My gramma told many cuentos this week. Here is my favorite.
When Tía first started dating my Tío, my gramma was about 15 years old and my tía was about 17. Tío lived about 5-6 miles away from my great gramma’s house. And since Gramma rode her bicicleta to work at the train station ticket booth in town after school, she would sometimes take Tía to his house first, peddling with my tía holding onto her shoulders from behind, standing on the edges of the wheel’s center—the part that doesn’t spin too. Tío would walk her home before dark, waiting a bit away from the house, and they never told my great gramma where she’d been. (Although I’m sure she must have known—they always seem to know, don’t they?)

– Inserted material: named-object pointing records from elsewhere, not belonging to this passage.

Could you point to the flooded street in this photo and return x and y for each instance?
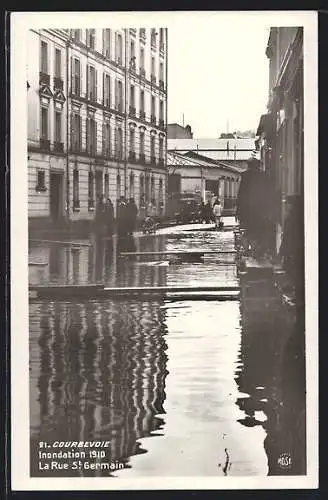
(172, 385)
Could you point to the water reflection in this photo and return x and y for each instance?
(101, 374)
(272, 380)
(99, 369)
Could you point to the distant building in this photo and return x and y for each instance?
(176, 131)
(96, 120)
(280, 135)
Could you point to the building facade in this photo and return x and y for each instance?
(280, 134)
(97, 112)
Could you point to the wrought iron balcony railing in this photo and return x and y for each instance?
(44, 78)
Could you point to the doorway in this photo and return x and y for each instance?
(56, 196)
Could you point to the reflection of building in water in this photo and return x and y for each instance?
(273, 377)
(100, 262)
(100, 369)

Great gramma was very strict. And she made sure that the girls would act like “proper” young ladies. When they went to the bailes, they were not to turn down a dance with any boy who asked. And they would have to sit in a row on a bench alongside the wall. Whoever sat next to Great Gramma, would get a fierce pinch in the arm, if they misbehaved. Gramma said she learned to sit as far away from Great Gramma as possible. “I always sat at the other end of the bench because I learned.”

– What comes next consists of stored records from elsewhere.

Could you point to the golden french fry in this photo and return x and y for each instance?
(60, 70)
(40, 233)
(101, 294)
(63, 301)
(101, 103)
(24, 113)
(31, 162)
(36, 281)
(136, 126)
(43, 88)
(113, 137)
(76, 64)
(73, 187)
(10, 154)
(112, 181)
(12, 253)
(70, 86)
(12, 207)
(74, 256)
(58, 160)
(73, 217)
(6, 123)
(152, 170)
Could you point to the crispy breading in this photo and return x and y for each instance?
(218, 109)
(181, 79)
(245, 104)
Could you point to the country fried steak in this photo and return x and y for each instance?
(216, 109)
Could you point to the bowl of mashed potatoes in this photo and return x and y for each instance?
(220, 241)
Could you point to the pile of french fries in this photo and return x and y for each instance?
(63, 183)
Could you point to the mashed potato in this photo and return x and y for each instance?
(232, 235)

Shortly after my gramma and grampa were married (after my Grampa returned from WWII), they joined my Tía B and Tío P at the plaza for a baile. Grampa and Tío went to the bar, leaving my Gramma and her sister to themselves. A man asked Gramma to dance, but she said no. “My mom would have given me a good pinch if she knew!” she said. Sooner or later, the boy went up to the mic where the band was singing and announced how my gramma didn’t want to dance with him. And he had the band play “vuela la paloma” to her. Gramma said Tía B had laughed and laughed, and she wouldn’t let her live that one down. “That’s what you get for saying no,” she’d chuckled. “Well, I didn’t want to dance with him. He danced like this!” my gramma told me, demonstrating how badly he danced, grinning as she moved her arms all about. I laughed so hard when she told me the story, trying hard to imagine what Gramma and Tía were like as young mujeres, close amigas y hermanas.
Vuela como la paloma, Tía B. Mil gracias por todo. Y te quiero mucho.